Three years into its work with robotic process automation, the NASA Shared Services Center scored some “quick wins” fielding bots to streamline tasks for the agency’s chief information officer and chief financial officer.
Pam Wolfe, the chief of NASA’s Enterprise Services Division, said automation has played a key role in an agency-wide mission realignment to rethink all of its major lines of business.
Now the agency’s shared service center has taken the next step, working through extra layers of security and credentialing to field unattended bots.
So far, NASA has six unattended bots in production and another six going through testing and development.
But to build momentum on this effort, Wolfe said the agency is working on an agency-wide RPA security plan. That plan, she said, will give internal systems administrators all the details they need on an unattended bot’s security vetting, how the bot will access certain systems and what the bot will do with the information it gathers.
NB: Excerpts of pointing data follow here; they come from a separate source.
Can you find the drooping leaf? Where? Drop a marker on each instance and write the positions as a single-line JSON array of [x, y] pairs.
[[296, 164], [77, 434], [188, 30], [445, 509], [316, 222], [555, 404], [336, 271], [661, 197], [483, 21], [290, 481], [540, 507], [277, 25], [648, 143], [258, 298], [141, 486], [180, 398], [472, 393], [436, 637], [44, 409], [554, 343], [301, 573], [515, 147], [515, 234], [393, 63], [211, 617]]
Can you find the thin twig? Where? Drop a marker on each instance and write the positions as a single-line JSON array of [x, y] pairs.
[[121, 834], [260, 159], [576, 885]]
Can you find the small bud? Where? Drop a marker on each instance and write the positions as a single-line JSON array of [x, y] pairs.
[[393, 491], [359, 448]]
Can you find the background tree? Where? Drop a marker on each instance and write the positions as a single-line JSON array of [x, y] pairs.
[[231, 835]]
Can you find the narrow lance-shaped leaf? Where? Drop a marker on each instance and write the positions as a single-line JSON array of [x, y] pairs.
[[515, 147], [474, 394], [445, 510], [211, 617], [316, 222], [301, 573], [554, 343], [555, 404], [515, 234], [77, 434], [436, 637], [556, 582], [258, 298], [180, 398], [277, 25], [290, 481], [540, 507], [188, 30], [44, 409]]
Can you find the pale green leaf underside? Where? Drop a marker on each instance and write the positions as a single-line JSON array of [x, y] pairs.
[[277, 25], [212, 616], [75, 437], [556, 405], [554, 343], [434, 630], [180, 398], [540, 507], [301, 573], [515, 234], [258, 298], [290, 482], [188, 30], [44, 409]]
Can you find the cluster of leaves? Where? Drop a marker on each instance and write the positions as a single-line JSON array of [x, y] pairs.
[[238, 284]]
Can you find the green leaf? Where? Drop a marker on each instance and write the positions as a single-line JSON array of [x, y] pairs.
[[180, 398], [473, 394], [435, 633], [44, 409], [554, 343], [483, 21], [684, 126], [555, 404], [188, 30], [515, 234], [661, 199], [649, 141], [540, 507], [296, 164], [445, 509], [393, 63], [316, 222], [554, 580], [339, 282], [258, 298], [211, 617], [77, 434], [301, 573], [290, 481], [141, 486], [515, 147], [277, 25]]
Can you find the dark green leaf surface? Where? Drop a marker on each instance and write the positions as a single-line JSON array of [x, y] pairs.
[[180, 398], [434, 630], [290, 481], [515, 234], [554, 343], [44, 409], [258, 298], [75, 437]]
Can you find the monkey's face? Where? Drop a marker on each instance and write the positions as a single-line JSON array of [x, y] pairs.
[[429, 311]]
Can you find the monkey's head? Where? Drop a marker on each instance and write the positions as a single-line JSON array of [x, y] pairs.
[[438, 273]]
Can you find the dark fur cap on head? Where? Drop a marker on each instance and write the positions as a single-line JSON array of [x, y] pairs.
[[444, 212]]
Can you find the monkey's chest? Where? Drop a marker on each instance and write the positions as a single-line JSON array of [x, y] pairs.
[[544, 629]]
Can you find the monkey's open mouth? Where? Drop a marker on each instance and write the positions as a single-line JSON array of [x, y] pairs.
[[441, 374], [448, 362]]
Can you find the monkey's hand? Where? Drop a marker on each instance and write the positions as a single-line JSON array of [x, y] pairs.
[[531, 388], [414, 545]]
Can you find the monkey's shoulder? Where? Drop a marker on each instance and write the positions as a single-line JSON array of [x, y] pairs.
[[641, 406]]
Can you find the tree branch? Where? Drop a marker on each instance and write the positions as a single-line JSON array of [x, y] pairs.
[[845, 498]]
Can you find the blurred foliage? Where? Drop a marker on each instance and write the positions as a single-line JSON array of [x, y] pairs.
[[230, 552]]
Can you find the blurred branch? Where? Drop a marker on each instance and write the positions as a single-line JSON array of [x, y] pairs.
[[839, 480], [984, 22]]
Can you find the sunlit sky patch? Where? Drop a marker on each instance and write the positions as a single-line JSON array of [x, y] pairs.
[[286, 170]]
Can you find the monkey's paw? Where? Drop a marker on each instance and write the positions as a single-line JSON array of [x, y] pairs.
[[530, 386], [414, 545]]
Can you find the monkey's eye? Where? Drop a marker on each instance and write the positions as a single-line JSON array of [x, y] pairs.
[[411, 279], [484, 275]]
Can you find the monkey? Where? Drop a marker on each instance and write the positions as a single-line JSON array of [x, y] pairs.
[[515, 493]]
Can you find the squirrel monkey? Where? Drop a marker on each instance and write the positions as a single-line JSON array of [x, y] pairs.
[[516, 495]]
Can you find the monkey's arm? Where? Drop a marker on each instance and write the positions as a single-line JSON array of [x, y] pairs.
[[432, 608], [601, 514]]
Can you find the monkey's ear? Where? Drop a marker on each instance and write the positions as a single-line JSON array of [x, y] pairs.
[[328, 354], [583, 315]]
Wolfe said last Thursday in a webinar hosted by UiPath that the strategy looks to streamline many of the conversations her office has had with systems administrators when fielding bots.
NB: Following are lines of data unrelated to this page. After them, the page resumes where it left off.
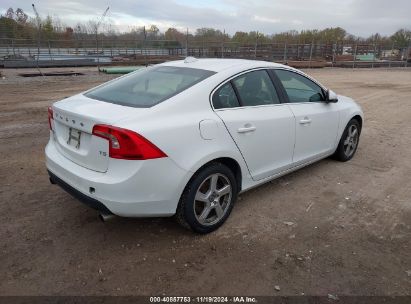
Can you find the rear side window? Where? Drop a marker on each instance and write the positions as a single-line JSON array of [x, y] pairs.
[[149, 86], [225, 97], [300, 88], [256, 88]]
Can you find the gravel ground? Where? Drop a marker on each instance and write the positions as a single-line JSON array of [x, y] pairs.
[[330, 228]]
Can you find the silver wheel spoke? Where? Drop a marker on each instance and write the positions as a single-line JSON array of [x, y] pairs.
[[219, 210], [211, 203], [213, 182], [201, 197], [347, 150], [223, 191], [204, 214]]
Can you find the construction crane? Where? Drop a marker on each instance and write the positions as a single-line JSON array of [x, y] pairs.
[[38, 37]]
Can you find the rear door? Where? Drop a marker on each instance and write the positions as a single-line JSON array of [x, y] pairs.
[[262, 127], [316, 122]]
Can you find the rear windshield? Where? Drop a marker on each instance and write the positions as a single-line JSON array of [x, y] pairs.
[[149, 86]]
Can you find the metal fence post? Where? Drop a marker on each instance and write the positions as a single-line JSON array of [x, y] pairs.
[[285, 53], [255, 47], [392, 51], [355, 55], [187, 43], [311, 54]]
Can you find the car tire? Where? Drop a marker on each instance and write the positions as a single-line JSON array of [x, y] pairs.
[[349, 141], [208, 199]]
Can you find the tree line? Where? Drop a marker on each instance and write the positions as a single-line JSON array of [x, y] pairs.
[[17, 24]]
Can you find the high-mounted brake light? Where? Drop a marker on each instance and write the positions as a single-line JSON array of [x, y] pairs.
[[50, 114], [126, 144]]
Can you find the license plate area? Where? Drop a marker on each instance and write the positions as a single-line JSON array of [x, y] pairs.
[[74, 138]]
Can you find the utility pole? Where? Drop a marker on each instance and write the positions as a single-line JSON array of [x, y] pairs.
[[97, 27], [38, 20]]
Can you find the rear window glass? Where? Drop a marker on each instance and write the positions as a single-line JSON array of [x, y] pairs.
[[149, 86]]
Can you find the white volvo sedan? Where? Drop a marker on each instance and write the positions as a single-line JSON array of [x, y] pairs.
[[184, 138]]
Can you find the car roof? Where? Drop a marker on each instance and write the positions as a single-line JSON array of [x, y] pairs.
[[218, 65]]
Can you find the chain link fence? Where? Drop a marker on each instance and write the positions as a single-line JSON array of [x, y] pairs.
[[78, 52]]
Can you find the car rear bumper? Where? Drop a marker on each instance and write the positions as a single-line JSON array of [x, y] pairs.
[[90, 202], [129, 188]]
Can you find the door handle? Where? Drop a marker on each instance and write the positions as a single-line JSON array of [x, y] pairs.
[[246, 129], [305, 121]]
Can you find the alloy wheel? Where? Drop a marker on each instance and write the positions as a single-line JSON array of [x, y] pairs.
[[351, 141], [212, 199]]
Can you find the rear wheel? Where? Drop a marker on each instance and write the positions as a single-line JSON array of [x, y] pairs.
[[349, 141], [208, 199]]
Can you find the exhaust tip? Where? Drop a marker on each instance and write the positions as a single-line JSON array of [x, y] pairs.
[[105, 217]]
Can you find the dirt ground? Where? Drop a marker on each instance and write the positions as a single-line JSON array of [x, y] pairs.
[[330, 228]]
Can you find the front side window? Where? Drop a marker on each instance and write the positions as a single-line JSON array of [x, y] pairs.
[[149, 86], [256, 88], [300, 88], [225, 97]]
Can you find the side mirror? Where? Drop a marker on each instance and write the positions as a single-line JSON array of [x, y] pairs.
[[331, 96]]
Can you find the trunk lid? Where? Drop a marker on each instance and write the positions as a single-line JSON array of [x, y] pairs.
[[73, 121]]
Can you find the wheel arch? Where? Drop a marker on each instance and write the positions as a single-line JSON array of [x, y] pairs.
[[230, 162], [359, 119]]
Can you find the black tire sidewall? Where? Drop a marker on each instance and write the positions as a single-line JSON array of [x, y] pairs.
[[340, 154], [191, 190]]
“There are many systems used across the agency, and when you began an automation using a system for the first time, there’s a lot of a lot of information and dialogue with that system owner to get them confident in the technology, and what the technology will be doing when it accesses their system,” Wolfe said. “It’s been a lot of convincing to let system owners realize that these bots are only doing a user interface just like a human, that you’re not changing the system, they’re not doing anything to the code in the system. And yet, every time we introduce a new system into an automation, we’ve had to go through this again.”
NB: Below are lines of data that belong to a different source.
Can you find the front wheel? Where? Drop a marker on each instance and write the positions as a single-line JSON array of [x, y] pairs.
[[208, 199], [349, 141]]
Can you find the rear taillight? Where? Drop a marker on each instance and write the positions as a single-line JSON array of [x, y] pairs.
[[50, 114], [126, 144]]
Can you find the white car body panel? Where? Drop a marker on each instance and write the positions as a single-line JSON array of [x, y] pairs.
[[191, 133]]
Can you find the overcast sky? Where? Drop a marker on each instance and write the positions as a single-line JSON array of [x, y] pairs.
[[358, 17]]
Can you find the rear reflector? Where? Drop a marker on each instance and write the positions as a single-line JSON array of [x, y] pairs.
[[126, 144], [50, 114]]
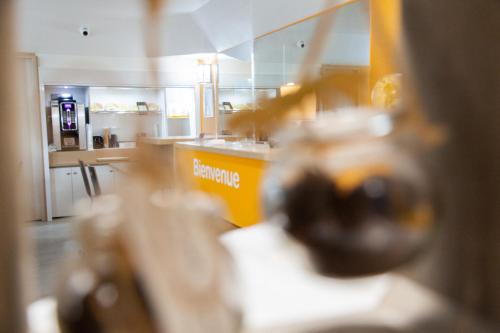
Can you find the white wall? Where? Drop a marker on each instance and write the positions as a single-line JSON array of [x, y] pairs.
[[111, 71]]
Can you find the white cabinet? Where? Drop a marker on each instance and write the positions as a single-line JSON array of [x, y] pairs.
[[68, 188], [62, 192], [79, 191]]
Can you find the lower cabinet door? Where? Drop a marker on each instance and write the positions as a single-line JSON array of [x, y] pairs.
[[62, 192], [106, 178], [81, 200]]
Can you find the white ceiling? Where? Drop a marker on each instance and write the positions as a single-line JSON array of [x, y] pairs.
[[117, 26], [106, 8]]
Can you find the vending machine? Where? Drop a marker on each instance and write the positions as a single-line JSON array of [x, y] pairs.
[[68, 123]]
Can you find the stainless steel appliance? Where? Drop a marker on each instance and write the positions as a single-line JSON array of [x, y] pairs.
[[68, 123]]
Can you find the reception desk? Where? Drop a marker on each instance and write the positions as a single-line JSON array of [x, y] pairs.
[[232, 171]]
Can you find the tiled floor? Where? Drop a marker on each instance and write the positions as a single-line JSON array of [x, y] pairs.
[[52, 243]]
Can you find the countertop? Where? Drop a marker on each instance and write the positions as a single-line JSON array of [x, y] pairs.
[[166, 140], [238, 149], [62, 159]]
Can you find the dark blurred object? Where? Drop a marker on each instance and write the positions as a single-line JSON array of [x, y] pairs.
[[357, 200], [98, 142], [455, 66]]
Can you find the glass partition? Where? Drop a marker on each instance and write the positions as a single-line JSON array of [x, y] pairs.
[[344, 58]]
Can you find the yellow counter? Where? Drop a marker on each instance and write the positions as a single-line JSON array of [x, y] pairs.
[[231, 171]]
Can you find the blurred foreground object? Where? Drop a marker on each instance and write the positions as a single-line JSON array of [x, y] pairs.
[[152, 265], [455, 69], [351, 193], [284, 295], [11, 213]]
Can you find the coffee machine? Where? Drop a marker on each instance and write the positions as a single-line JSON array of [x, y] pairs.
[[68, 123]]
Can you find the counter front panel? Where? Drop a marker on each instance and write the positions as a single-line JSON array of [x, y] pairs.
[[236, 180]]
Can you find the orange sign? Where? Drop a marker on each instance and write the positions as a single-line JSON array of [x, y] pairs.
[[235, 180]]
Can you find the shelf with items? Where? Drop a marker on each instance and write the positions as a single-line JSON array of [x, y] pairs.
[[132, 112]]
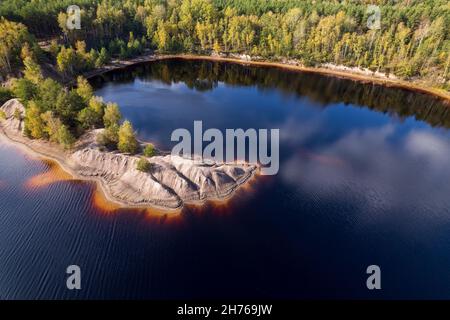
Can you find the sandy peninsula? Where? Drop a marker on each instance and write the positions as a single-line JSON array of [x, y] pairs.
[[171, 182]]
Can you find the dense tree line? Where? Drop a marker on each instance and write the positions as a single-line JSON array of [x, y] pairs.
[[61, 115], [414, 39]]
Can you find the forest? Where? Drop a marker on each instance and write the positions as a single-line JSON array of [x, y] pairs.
[[412, 42]]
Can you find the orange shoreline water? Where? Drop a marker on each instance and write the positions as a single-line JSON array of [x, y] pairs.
[[387, 82]]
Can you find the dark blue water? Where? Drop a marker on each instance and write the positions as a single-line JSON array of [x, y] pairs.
[[363, 180]]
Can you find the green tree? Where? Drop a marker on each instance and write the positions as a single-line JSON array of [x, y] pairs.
[[24, 89], [112, 115], [65, 137], [149, 150], [32, 71], [33, 121], [5, 95], [52, 126], [127, 139], [84, 89]]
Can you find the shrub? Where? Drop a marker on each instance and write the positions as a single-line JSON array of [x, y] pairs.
[[127, 139], [5, 95], [17, 114], [149, 150], [143, 165]]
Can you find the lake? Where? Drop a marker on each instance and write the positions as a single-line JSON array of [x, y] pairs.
[[363, 180]]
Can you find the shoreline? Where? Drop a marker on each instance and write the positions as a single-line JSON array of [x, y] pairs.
[[362, 78], [48, 151]]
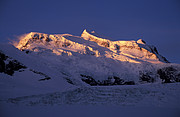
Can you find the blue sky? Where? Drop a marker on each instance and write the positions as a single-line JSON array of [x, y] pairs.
[[155, 21]]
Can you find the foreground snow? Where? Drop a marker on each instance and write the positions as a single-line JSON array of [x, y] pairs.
[[150, 100]]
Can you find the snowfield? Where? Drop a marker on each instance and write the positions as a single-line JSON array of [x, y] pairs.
[[62, 72]]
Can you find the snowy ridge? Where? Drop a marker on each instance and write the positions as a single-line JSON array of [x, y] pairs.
[[130, 51], [59, 62]]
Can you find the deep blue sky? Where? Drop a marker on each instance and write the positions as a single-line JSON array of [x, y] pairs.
[[155, 21]]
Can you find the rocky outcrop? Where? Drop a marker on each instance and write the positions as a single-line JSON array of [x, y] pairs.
[[169, 74]]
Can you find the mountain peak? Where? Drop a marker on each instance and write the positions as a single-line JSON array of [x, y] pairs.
[[92, 44]]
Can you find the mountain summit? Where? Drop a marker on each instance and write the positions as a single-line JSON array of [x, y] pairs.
[[90, 44], [45, 63]]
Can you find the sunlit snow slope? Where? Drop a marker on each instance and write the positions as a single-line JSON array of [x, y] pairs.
[[54, 62]]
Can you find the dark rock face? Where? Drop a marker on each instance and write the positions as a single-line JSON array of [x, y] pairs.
[[169, 74], [10, 66], [113, 80]]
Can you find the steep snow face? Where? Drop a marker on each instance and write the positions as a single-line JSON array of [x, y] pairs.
[[132, 51], [93, 59], [91, 44]]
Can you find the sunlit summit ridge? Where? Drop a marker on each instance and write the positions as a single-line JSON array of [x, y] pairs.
[[90, 43]]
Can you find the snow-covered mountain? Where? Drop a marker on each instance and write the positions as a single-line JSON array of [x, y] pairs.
[[43, 63]]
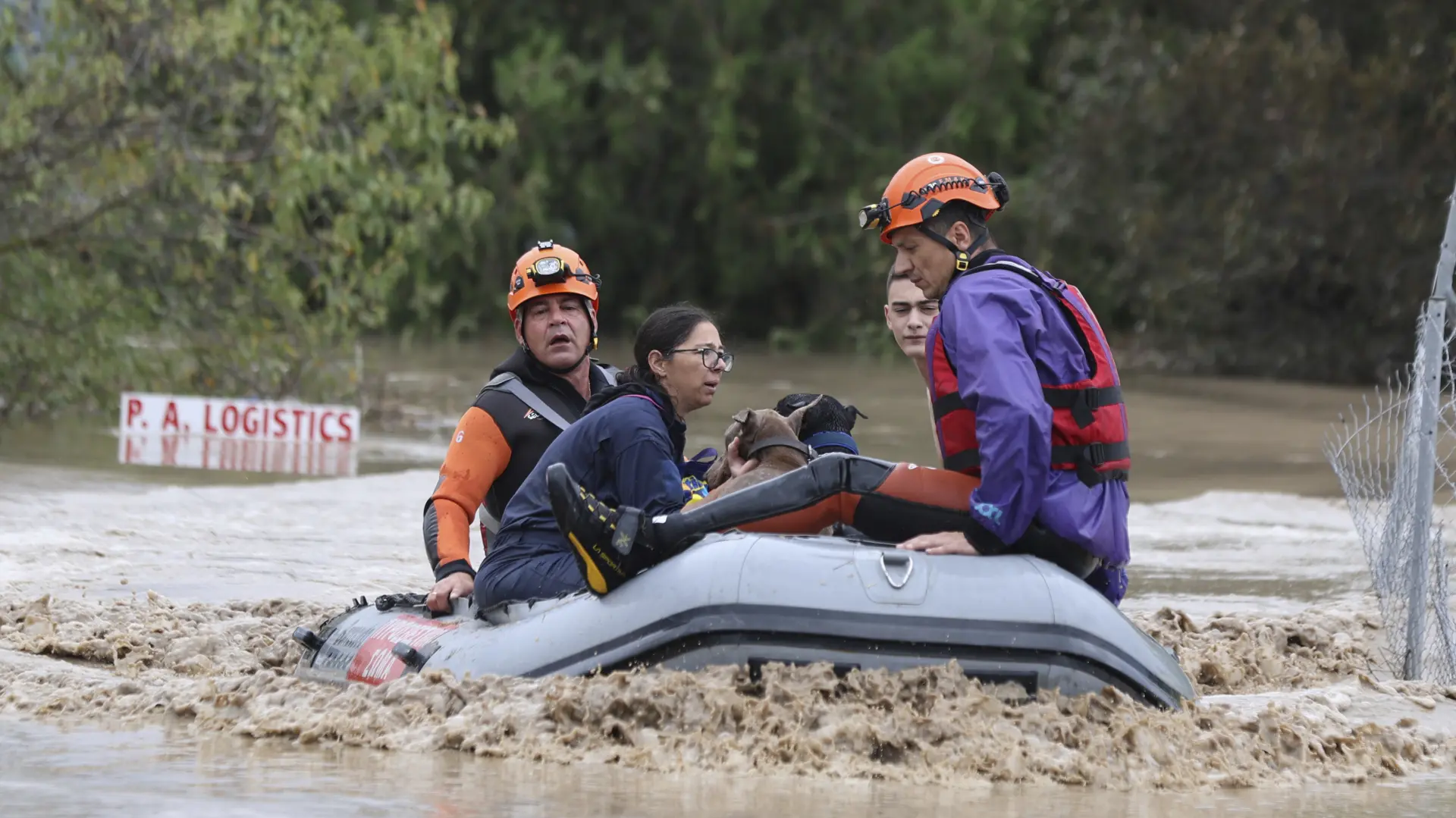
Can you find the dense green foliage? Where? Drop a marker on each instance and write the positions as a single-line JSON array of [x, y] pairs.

Unattended bots only make up a small portion of NASA’s bot portfolio. Wolfe said her office has 55 total automations in production, 16 in development and another 47 in its pipeline.
The RPA security strategy will also reflect some of the back-and-forth between the officials who field bots, the financial auditors who rely on the bots and security personnel who need insight into what the bots are accessing.
“Auditors really like the thought of unattended bots because they can see that there’s a bot in the environment that’s performing that function. An attended bot uses the credentials of the individual, and therefore you don’t really necessarily realize that there is an automation being performed as those transactions are occurring,” Wolfe said.
However, she said security personnel prefer attended bots because of some of the security issues around unattended bots. And from this back-and-forth with personnel working with the bots, Wolfe said her team has gained new insights.
Auditors, she said, had asked some “valid questions” about how they can validate whether someone has the right credentials to send an email that triggers a bot to begin work. As a result, Wolfe said the bots’ control logs now capture who initiated a process and validates whether that individual had the credential to perform that function.
“A lot of times when we get into it, the system owners like to be part of that testing as well. They can look on their side of the system [and see] any performance issues as we run the bot, and that kind of gives them further assurance that the bot isn’t really doing anything more than what a human’s doing in there, and there really isn’t that much additional system strain on their platform,” Cavallo said.